La duración de la flor de Pascua depende del estado en que se encuentre cuando la compramos. Es fundamental que el ejemplar se vea vigoroso y goce de buena salud. Las hojas deben ser verdes y gruesas. Respecto a las flores, tenemos que ver que comienzan a brotar, eso es un claro signo de frescura. Son pequeñas, normalmente de color amarillo y se sitúan entre las brácteas rojas, que son como unos grandes pétalos.

Las flores de Pascua son muy bonitas para Navidad pero son especialmente sensibles al frío.
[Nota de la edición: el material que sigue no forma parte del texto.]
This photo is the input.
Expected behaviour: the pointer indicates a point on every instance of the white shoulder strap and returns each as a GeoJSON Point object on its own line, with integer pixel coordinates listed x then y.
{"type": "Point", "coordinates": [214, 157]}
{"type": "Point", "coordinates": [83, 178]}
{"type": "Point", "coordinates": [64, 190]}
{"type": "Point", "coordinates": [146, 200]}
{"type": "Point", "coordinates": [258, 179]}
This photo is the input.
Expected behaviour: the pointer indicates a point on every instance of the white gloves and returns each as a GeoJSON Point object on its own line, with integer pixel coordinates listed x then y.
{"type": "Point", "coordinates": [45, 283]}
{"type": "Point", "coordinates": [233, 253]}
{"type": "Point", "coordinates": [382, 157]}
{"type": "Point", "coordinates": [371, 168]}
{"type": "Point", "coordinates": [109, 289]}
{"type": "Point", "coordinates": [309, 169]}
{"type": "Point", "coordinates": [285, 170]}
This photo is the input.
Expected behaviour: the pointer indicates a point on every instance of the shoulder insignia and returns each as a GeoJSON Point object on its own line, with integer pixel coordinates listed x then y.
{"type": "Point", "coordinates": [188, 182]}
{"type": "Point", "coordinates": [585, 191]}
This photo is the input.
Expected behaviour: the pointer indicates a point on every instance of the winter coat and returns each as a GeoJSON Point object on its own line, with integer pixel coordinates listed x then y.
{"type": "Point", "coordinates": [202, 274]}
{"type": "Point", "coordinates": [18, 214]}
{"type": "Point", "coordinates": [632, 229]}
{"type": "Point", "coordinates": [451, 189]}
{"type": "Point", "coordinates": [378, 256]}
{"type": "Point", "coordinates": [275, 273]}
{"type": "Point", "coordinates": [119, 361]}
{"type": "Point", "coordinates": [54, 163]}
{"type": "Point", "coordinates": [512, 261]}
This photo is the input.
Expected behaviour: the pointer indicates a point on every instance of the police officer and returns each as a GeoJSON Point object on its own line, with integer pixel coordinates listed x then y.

Cuando lo sufren, pueden llegar a perder todas sus hojas en pocos días. Tampoco soporta los cambios bruscos de temperatura entre el frío del exterior y el calor del hogar, es mejor no sacarlas a la terraza.

La Flor de Pascua requiere luz natural, humedad y una temperatura que ronde los 16ºC. No pueden estar expuestas directamente a la luz del sol ni a los corrientes de aire. Los riegos deben ser moderados y con agua tibia. Es importante saber que cuando terminen las fiestas navideñas, la flor de Pascua pierde sus brácteas y se suele tirar a la basura. Sin embargo, con los cuidados precisos, la planta vuelve a florecer, mientras tanto la deberemos guarda en absoluta oscuridad.